Contractions like C["...i..."]=A["...i..."]*B["...i..."] currently don't work of A, B, or C are sparse. If they all are dense it works. If any index appears in only two tensors, all combinations of sparsity are supported.

Summations allow one to do B["ij"]=A["ij"] with sparse B, A though. Its also possible to use custom types to implement C["ij"]=A["ij"]*B["ij"], by forming Tensor P and effectively computing P["ij"]=(A["ij"],B["ij"]) (see Function<> syntax) then C from P.

But if you need something like c["ikl"]=A["ijk"]*B["ijl"], there is not good solution at the moment for sparse A, B. But again, this is high priority and I am hoping to add the functionality in the next couple of months. Let me know if you need it urgently.

kannon92 commented 7 years ago

So I have a working parallel sparse fock builder. However, I do find some performance problems when calling read and write. I am trying to figure out how to change the distribution of my tensor.

I am confused at how to get the Partition object to achieve this.

Let's say I have a 3-dimension tensor (edge length of m, n, n). I want to distribute along the first dimension. I tried doing Partition part(3, {m, n, n}).
Now, I have to get an Idx_Partition. What do I do from here? If I want to distribute along m only, do I just fill the idx member of Idx_Partition to be the blocking I want (ie P0 gets 0th row, P1 gets 1st row, P2 gets 2nd row)? What should I do for the other dimensions?

Sorry for these simple questions. I have a hard time in understanding how the Partition object is used for creating distributions.

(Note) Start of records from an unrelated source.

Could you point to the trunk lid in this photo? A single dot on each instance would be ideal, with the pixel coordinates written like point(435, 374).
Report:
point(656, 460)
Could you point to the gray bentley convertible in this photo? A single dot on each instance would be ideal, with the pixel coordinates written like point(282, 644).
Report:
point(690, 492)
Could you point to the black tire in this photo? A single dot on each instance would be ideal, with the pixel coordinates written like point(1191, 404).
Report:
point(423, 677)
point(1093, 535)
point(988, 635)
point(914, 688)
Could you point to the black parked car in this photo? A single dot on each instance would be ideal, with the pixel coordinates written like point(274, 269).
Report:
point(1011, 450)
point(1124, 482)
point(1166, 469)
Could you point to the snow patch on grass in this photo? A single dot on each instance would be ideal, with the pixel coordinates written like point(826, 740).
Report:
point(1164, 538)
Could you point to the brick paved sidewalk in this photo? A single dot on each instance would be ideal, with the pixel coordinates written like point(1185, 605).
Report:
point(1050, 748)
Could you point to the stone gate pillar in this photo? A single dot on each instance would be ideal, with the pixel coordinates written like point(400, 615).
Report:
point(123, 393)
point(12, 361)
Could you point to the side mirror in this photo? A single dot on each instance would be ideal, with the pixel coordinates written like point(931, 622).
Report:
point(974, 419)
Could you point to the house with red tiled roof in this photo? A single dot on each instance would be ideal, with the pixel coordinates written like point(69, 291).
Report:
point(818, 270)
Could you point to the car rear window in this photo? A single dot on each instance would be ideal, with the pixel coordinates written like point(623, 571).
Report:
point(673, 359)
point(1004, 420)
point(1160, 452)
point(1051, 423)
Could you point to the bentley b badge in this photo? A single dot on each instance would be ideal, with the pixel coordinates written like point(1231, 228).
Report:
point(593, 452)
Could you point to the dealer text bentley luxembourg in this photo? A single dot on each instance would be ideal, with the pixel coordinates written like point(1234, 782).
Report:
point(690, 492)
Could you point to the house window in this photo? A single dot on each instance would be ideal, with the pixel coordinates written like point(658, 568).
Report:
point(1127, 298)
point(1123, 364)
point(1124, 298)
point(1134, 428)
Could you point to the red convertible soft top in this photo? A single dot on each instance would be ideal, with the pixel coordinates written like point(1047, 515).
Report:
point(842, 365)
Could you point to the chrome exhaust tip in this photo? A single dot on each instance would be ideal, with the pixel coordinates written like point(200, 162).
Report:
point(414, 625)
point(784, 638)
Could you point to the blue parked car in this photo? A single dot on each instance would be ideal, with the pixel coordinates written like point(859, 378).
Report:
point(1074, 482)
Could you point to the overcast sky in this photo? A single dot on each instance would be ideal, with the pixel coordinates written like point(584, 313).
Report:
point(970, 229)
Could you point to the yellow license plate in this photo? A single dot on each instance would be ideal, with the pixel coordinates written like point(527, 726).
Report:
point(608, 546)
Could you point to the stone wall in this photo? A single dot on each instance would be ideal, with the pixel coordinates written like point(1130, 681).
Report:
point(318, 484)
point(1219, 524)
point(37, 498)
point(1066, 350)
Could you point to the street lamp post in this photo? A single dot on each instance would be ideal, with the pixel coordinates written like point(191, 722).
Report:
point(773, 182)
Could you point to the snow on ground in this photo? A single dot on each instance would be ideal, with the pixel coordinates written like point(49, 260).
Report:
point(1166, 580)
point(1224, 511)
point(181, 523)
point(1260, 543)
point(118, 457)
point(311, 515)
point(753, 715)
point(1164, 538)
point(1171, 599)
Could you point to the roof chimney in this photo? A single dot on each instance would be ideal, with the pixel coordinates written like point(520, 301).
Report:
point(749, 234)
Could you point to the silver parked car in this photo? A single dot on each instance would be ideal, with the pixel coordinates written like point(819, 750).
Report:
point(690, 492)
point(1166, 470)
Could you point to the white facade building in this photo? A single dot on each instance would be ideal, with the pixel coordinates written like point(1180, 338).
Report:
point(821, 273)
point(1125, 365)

solomonik commented 7 years ago

One working example to define a matrix in a specific distribution (you can add to/from it with one in a different distribution to move data quicker than read/write): int plens[] = {pr, pc}; Partition ip(2, plens); Matrix M(nrow, ncol, "ij", ip["ij"], Idx_Partition(), 0, this->wrld, this->sr);

So, you'll want pr=p, pc=1. Then you can access the data via the raw_data() pointer, and it will be distributed cyclically over the mode for which you specified a mapping over p processors. Cyclic over p processors means processor j owns elements {j, j+p, j+2p, ... n-p+j}.

Hope that clarifies things, let me know if you have more questions. Sorry there is no examples for this at the moment, it is relatively new functionality. It has also not been tested that thoroughly, so please let me know if you see issues.

But also, depending on what you need to frequently access the tensor for, it would be even more efficient to do it by applying some Function<>(), i.e. encode it in a sum/contraction with a special elementwise operator. If this seems viable, but unclear, give us more details as to what you need to do.

kannon92 commented 7 years ago

Thank you for your quick response. It is no problem that there aren't any examples. I will play around with this tomorrow and I will let you know if I find any problems.